Estate Taxes: 10 Things to Know

  1. In the year 2010, Congress voted to repeal estate taxes. They may either extend this repeal beyond 2010 or not. They may review the legislation prior to 2010 and these will have a significant impact on federal estate tax.
  2. The probate estate’s size is not related to the size of the estate that is subject to federal tax. Taxable estate includes all the properties owned by the person or a trust that is under the control of that person; properties owned by a trust but in which you have a significant interest; life insurance proceeds if policy is owned by the decedent or payable to their estate; and qualified retirement proceeds.
  3. In 2004 and 2005, individuals who are dying can “shelter” $1.5 million of their estate from federal estate tax because of the annual increments until it reaches the amount of $3.5 million in 2009. Some of this shelter amount may be used in lifetime gifts.

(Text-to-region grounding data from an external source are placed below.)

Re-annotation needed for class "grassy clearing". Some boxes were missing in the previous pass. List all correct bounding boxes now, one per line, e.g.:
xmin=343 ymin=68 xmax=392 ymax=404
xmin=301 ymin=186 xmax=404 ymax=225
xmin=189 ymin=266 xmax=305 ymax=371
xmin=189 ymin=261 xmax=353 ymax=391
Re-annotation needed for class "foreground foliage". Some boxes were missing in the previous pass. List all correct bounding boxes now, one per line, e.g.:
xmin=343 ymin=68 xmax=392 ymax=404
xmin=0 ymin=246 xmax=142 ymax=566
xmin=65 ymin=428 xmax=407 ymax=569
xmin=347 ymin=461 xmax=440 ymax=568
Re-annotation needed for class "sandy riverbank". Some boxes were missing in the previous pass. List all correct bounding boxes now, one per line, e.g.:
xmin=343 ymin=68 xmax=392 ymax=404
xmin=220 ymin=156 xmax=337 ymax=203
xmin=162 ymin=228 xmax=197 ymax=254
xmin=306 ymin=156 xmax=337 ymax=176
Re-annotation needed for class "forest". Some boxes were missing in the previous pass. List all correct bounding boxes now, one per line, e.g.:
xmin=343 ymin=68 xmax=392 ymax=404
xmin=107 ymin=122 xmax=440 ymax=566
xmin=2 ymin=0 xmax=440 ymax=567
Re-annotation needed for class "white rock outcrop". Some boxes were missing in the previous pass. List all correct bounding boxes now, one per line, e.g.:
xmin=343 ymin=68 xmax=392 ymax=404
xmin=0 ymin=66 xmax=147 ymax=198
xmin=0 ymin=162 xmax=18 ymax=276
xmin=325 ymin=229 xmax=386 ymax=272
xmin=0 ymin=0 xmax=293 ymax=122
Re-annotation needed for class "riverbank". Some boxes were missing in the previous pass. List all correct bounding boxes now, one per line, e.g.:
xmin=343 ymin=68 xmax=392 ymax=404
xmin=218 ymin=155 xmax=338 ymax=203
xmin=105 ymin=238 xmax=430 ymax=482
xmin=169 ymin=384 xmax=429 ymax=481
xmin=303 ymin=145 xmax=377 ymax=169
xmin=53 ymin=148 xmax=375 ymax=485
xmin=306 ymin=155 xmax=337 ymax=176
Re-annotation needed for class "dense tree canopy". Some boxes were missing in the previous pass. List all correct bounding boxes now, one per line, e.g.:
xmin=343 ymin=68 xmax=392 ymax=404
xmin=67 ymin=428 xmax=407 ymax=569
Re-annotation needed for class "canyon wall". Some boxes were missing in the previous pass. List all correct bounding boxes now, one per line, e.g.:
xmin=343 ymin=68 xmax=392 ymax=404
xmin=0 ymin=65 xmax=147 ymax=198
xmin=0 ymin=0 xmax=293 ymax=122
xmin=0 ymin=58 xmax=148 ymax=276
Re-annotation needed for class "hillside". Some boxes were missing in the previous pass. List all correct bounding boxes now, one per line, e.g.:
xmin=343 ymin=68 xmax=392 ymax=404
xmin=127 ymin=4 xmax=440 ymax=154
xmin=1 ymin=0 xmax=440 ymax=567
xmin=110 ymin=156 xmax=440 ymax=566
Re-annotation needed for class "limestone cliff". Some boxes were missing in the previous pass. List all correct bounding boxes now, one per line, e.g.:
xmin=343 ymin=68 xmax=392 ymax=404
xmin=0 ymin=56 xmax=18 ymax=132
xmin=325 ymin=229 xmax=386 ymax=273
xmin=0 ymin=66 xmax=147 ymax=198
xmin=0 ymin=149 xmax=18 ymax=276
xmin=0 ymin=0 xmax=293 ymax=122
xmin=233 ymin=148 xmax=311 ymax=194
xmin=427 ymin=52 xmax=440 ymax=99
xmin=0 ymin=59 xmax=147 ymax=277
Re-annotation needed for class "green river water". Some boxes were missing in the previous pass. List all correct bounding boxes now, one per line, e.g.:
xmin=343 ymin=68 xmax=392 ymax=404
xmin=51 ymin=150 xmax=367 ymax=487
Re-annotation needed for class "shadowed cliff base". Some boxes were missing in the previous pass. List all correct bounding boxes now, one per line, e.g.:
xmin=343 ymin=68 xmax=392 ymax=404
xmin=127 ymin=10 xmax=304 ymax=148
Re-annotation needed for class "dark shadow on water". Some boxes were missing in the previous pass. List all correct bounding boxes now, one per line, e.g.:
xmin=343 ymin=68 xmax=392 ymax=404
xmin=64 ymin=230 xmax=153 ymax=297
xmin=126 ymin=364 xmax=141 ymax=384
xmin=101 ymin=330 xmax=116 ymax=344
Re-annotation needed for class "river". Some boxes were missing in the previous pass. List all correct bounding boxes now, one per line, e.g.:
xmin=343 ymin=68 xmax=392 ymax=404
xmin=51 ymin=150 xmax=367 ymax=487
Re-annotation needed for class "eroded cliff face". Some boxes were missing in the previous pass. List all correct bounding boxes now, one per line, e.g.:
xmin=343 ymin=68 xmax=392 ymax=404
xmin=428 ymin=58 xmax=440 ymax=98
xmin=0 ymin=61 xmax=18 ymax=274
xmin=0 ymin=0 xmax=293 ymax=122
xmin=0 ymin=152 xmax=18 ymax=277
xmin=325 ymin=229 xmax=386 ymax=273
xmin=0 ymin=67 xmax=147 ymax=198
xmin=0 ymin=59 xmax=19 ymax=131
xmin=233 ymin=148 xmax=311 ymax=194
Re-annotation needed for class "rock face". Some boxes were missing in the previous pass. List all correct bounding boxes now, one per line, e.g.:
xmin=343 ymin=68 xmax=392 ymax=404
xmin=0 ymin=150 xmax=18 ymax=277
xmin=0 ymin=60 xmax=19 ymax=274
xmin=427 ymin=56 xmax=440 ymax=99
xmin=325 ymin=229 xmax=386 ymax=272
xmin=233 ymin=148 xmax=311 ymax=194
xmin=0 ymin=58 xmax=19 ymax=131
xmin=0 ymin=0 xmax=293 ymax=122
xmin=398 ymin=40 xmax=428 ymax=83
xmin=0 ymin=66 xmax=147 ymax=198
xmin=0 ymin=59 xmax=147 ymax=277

  4. You can make annual lifetime gifts of $14,000 to any number of recipients without having to pay federal gift and estate tax, and without using any from the shelter amount.
  5.  Spouses can leave as much as they want to a surviving spouse without their estate paying for federal estate tax, provided that the surviving spouse is a U.S. citizen. But the estate may still be subject to federal estate tax when surviving spouse dies.

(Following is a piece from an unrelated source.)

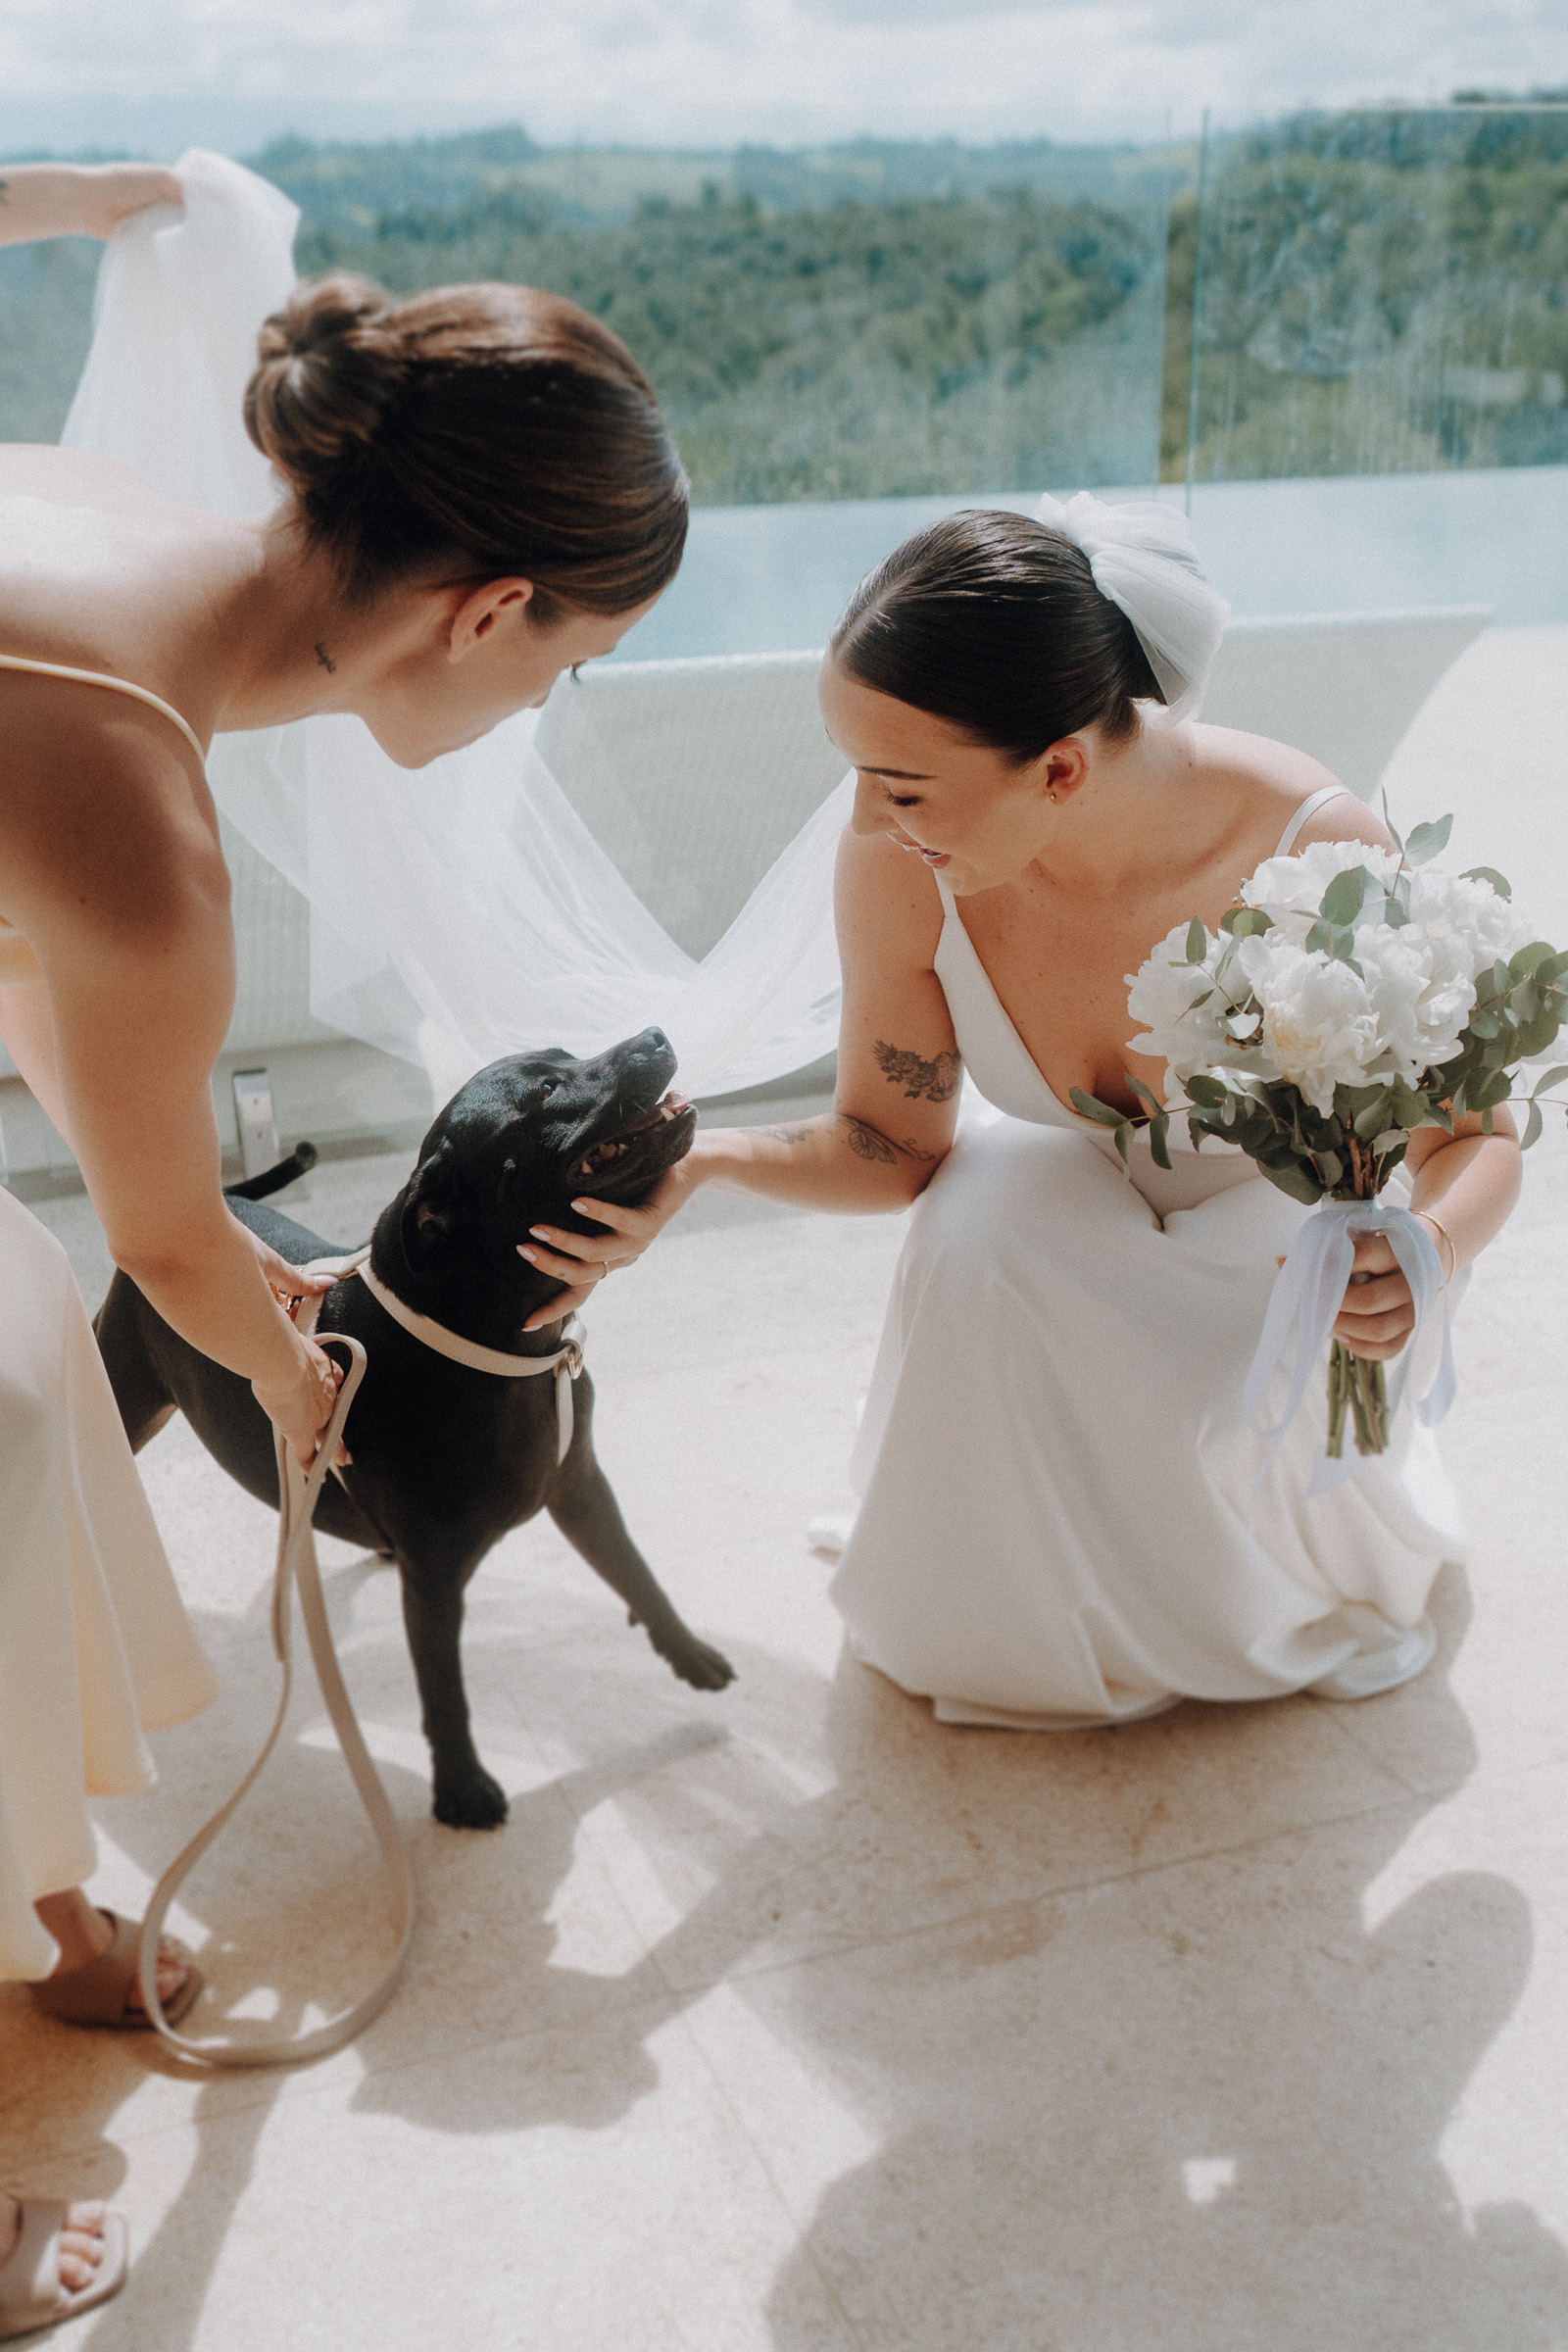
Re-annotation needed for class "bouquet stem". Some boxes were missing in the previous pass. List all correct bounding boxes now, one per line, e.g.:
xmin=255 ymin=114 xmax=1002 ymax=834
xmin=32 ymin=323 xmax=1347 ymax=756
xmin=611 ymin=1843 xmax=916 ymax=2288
xmin=1325 ymin=1339 xmax=1390 ymax=1460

  6. If you want to use a trust to reduce your taxable estate, then it is important for you to relinquish the control of the trust to another, and it should be an irrevocable trust.
  7. If a property is expected to increase in value in the future, it is better to turn it into a lifetime gift to save the estate from taxation when the value increases, or delay the payment of taxes for another generation. But if a property has already increased in value, it would be better to transfer it to another through a will because the recipient will get a stepped-up basis that will be equal to the property’s value upon your death. So if the property will be sold afterwards, the capital gains tax will be for the amount of the value that the property is sold minus the amount of the property upon your death, and not the amount that was originally paid for the property.
  8. The executor must file a Final United States income tax return on behalf of the decedent.
  9. Know if your state has laws on inheritance or estate tax.
  10. An accountant or an experienced tax attorney could provide an invaluable assistance in helping prepare for the federal and state tax returns of the decedent. An expert estate planning lawyer could assist and guide you in preparing the necessary documents to close out a deceased estate.